The VPPA was passed in 1988 in response to backlash over a reporter sharing the video store rental history of a judge, Robert Bork, who had been nominated to the Supreme Court by Ronald Reagan. The report revealed that Bork apparently liked spy thrillers and British costume dramas and suggested that maybe the judge had a family member who dug John Hughes movies.

Although the videos that Bork rented “revealed nothing particularly salacious” about the judge, the intent of reporting the “Bork Tapes” was to confront the judge “with his own vulnerability to privacy harms” during a time when the Supreme Court nominee had “criticized the constitutional right to privacy” as “a loose canon in the law,” Harvard Law Review noted.

Even though no harm was caused by sharing the “Bork Tapes,” policymakers on both sides of the aisle agreed that First Amendment protections ought to safeguard the privacy of people’s viewing habits, or else risk chilling their speech by altering their viewing habits.

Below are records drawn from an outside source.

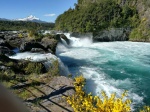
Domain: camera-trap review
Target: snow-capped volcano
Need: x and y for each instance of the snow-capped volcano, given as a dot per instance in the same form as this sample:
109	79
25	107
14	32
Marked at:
31	18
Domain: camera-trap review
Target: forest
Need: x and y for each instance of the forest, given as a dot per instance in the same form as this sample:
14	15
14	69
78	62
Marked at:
96	15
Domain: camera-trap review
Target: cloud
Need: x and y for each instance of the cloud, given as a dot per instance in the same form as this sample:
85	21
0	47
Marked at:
50	15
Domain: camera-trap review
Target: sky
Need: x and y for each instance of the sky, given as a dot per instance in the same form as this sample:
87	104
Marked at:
46	10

The US government has not budged on this stance since, supporting a lawsuit filed in 2022 by Patreon users who claimed that while no harms were caused, damages are owed after Patreon allegedly violated the VPPA by sharing data on videos they watched on the platform with Facebook through Meta Pixel without users’ written consent.

“Restricting the ability of those who possess a consumer’s video purchase, rental, or request history to disclose such information directly advances the goal of keeping that information private and protecting consumers’ intellectual freedom,” the Department of Justice’s brief said.

The Meta Pixel is a piece of code used by companies like Patreon to better target content to users by tracking their activity and monitoring conversions on Meta platforms. “In simplest terms,” Patreon users said in an amended complaint, “the Pixel allows Meta to know what video content one of its users viewed on Patreon’s website.”

The Pixel is currently at the center of a pile of privacy lawsuits, where people have accused various platforms of using the Pixel to covertly share sensitive data without users’ consent, including health and financial data.

Several lawsuits have specifically lobbed VPPA claims, which users have argued validates the urgency of retaining the VPPA protections that Patreon now seeks to strike. The DOJ argued that “the explosion of recent VPPA cases” is proof “that the disclosures the statute seeks to prevent are a legitimate concern,” despite Patreon’s arguments that the statute does “nothing to materially or directly advance the privacy interests it supposedly was enacted to protect.”

Patreon’s attack on the VPPA

Patreon has argued in a recent court filing that the VPPA was not enacted to protect average video viewers from embarrassing and unwarranted disclosures but “for the express purpose of silencing disclosures about political figures and their video-watching, an issue of undisputed continuing public interest and concern.”

That’s one of many ways that the VPPA silences speech, Patreon argued, by allegedly preventing disclosures regarding public figures that are relevant to public interest.

Among other “fatal flaws,” Patreon alleged, the VPPA “restrains speech” while “doing little if anything to protect privacy” and never protecting privacy “by the least restrictive means.”

Patreon claimed that the VPPA is too narrow, focusing only on pre-recorded videos. It prevents video service providers from disclosing to any other person the titles of videos that someone watched, but it does not necessarily stop platforms from sharing information about “the genres, performers, directors, political views, sexual content, and every other detail of pre-recorded video that those consumers watch,” Patreon claimed.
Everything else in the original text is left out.